Understanding how two powerful greenhouse gases — carbon dioxide and methane — cycle into and out of the atmosphere will allow for improvements in the management and simulation of future climate models.
Called Atmospheric Carbon and Transport–America, or ACT-America, Engadget reports the project beginning this month is a multi-year endeavor that will measure concentrations of CO2 and methane and how the gases relate to weather systems across the U.S.
NASA will be using real-time measurements from instruments in the agency’s C-130H and King Air B-200 aircraft as well as satellite and ground measurements as they attempt to find answers to where on the surface the gases are originating and where they are absorbed.
The information NASA expects to collect will really fill in the blanks on how gases are moved by weather systems, helping scientists to understand and interpret long-term greenhouse gas data more accurately.
Until recently, finding the sources and sinks of greenhouse gases has relied on a sparse network of long-term, ground-based tower observation posts.
Then came space-based measurements with the launch of the Japan Aerospace Exploration Agency’s Greenhouse gases Observing Satellite in 2009 and NASA’s Orbiting Carbon Observatory–2 (OCO-2) in 2014.

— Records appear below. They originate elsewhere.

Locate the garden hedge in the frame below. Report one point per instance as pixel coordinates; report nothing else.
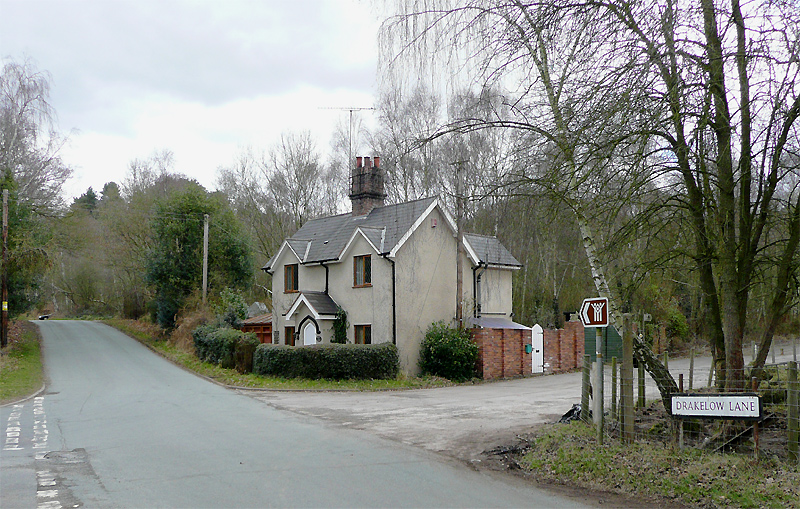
(448, 352)
(330, 361)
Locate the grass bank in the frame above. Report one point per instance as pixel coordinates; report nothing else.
(21, 371)
(568, 454)
(151, 336)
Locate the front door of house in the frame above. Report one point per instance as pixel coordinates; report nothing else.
(309, 334)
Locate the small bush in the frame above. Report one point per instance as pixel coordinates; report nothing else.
(226, 347)
(448, 352)
(245, 349)
(333, 362)
(200, 337)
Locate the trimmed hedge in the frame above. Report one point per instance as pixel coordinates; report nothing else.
(448, 352)
(229, 348)
(330, 361)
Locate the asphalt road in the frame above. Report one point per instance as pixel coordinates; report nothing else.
(118, 426)
(465, 421)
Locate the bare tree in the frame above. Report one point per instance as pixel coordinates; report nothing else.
(295, 177)
(29, 141)
(699, 100)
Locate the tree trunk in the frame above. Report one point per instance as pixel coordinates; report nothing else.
(659, 373)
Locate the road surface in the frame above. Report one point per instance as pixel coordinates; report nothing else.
(118, 426)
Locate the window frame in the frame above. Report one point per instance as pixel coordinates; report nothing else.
(362, 334)
(290, 268)
(365, 271)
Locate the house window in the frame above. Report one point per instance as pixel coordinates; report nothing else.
(363, 334)
(362, 271)
(290, 278)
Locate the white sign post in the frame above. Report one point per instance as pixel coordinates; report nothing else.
(594, 312)
(740, 406)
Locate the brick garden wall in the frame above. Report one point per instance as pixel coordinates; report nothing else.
(563, 348)
(501, 352)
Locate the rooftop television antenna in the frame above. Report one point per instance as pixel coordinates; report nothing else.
(351, 109)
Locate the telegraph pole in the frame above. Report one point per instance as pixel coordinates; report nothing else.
(4, 324)
(205, 257)
(460, 249)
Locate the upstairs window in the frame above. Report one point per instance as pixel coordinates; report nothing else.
(363, 334)
(290, 278)
(362, 271)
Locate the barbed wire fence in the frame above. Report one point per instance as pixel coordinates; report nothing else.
(775, 433)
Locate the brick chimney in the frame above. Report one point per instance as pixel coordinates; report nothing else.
(366, 186)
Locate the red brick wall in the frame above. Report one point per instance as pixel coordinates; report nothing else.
(501, 352)
(563, 348)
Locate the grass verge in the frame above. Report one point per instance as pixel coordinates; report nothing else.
(568, 454)
(21, 363)
(150, 335)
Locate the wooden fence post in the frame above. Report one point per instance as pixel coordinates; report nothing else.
(792, 424)
(627, 380)
(614, 388)
(585, 385)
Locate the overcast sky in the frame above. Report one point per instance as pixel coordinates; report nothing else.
(200, 78)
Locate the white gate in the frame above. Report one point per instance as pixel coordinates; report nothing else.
(309, 334)
(537, 353)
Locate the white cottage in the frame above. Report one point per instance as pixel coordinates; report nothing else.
(391, 268)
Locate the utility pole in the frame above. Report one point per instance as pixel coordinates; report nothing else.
(460, 249)
(4, 324)
(205, 257)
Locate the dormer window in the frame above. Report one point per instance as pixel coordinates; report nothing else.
(362, 271)
(290, 283)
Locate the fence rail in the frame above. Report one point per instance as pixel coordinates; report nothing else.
(775, 433)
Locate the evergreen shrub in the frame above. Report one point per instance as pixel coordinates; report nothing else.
(224, 346)
(332, 362)
(448, 352)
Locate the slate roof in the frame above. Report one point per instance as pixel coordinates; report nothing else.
(324, 239)
(259, 320)
(320, 303)
(490, 251)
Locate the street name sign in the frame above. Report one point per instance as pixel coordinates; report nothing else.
(594, 312)
(739, 406)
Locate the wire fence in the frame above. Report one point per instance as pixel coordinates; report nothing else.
(711, 418)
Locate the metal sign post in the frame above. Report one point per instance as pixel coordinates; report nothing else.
(594, 313)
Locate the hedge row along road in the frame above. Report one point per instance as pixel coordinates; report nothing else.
(125, 428)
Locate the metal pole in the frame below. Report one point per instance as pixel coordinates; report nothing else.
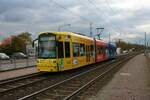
(90, 29)
(109, 37)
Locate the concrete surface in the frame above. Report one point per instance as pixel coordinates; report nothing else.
(16, 73)
(131, 82)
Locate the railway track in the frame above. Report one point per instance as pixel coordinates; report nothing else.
(72, 87)
(19, 87)
(24, 86)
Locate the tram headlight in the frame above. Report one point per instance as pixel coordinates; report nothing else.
(38, 61)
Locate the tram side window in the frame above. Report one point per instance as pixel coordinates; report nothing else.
(67, 49)
(75, 49)
(60, 50)
(92, 49)
(82, 50)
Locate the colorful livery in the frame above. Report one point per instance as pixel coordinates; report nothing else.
(59, 51)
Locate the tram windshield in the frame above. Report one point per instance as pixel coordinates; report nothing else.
(47, 46)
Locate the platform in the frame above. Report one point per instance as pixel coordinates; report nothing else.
(17, 73)
(131, 82)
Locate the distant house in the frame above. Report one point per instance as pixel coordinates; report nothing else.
(30, 51)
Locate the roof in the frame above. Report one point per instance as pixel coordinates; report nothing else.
(68, 33)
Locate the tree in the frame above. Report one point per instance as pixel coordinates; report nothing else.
(17, 44)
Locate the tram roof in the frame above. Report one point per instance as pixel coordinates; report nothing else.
(69, 33)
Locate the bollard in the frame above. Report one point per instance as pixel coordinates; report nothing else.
(15, 66)
(27, 62)
(0, 64)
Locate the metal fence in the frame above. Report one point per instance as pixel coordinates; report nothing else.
(17, 63)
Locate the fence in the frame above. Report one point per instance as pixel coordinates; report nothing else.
(16, 63)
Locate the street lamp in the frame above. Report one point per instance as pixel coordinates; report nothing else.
(99, 31)
(59, 27)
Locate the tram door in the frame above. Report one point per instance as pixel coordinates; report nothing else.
(64, 57)
(60, 55)
(87, 54)
(67, 59)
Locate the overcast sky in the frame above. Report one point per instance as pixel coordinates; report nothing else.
(124, 19)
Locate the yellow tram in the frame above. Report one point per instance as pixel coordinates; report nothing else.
(59, 51)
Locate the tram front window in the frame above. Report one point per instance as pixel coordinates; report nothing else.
(47, 47)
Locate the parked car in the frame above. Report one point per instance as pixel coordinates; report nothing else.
(3, 56)
(19, 55)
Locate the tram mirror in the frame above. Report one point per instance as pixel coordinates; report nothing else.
(33, 43)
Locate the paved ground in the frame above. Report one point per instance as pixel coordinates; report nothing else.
(16, 73)
(7, 65)
(131, 82)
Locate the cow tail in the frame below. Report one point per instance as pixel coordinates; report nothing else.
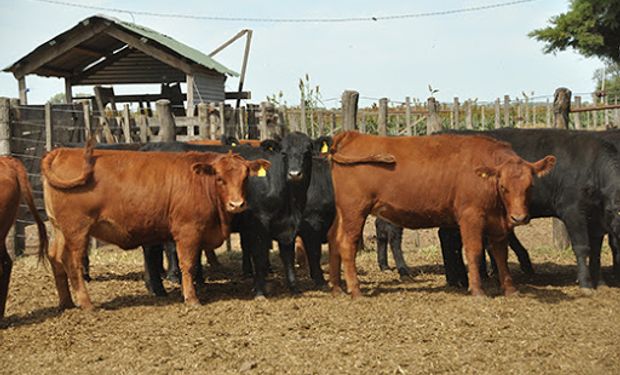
(376, 158)
(26, 193)
(87, 170)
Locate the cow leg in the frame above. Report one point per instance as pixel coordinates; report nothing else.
(471, 233)
(382, 243)
(152, 269)
(189, 255)
(174, 272)
(499, 252)
(56, 256)
(75, 247)
(396, 240)
(287, 254)
(312, 244)
(451, 251)
(6, 266)
(521, 252)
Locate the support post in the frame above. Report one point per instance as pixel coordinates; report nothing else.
(350, 100)
(383, 116)
(167, 128)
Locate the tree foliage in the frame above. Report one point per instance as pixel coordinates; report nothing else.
(590, 27)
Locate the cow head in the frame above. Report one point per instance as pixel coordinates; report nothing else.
(231, 172)
(514, 179)
(297, 152)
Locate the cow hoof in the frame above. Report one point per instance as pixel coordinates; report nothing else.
(586, 291)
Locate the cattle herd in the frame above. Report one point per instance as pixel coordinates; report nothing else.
(182, 198)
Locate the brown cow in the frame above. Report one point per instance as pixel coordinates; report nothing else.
(130, 198)
(475, 182)
(13, 186)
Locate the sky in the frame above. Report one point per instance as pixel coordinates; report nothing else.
(483, 55)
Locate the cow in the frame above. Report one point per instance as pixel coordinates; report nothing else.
(583, 191)
(131, 198)
(14, 186)
(473, 182)
(276, 203)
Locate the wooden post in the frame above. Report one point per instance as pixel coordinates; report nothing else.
(576, 115)
(126, 123)
(548, 114)
(203, 120)
(468, 115)
(23, 91)
(350, 100)
(383, 117)
(433, 123)
(506, 111)
(167, 128)
(561, 107)
(455, 113)
(408, 116)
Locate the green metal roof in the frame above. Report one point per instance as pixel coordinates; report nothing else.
(180, 48)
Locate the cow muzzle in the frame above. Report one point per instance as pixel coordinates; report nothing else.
(236, 206)
(295, 175)
(519, 219)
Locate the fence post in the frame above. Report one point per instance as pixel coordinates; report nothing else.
(433, 123)
(126, 123)
(350, 100)
(561, 107)
(468, 115)
(506, 111)
(577, 115)
(498, 123)
(167, 128)
(455, 113)
(408, 116)
(383, 115)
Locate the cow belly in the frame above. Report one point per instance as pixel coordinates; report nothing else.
(413, 219)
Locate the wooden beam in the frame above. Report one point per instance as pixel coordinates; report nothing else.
(23, 91)
(144, 46)
(54, 51)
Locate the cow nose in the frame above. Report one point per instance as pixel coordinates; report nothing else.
(295, 175)
(236, 206)
(520, 219)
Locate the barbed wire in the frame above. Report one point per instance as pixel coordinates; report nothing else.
(291, 20)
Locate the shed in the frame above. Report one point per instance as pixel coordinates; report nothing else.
(106, 51)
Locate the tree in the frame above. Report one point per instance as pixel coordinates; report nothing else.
(590, 27)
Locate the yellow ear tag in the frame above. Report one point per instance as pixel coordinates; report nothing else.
(261, 172)
(324, 148)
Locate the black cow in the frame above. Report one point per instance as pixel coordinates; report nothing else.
(583, 191)
(275, 205)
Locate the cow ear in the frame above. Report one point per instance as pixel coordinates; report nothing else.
(486, 172)
(544, 166)
(259, 167)
(203, 168)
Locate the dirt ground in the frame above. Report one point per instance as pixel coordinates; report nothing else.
(409, 326)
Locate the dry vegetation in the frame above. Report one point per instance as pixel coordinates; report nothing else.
(416, 325)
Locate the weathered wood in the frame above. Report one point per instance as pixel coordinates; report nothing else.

These satellites cover more of the Earth’s surface and have sent back useful data on greenhouse gases worldwide, but because they are continually orbiting the planet, they can’t see through clouds or sample gases from one location continuously.
Michael Freilich, the director of the Earth Science Division at NASA Headquarters, Washington says, “The ability of the ACT-America campaign to help bridge the spatial scales between satellite and ground observations, as well as to look in detail about how weather patterns contribute to changes in the distributions of carbon dioxide and methane makes it a unique addition to the global effort to understand the sources and sinks of greenhouse gases.”
The ACT-America flights will be based at three locations in the eastern U.S. The first flights will be based out of NASA’s Langley Research Center, Hampton, Virginia, and the Wallops Flight Facility, on Wallops Island, Virginia. Later flight will come out of Lincoln, Nebraska, and Shreveport, Louisiana.
This summer’s flights are just the first of five field campaigns planned during the study, each one lasting six weeks, says NASA.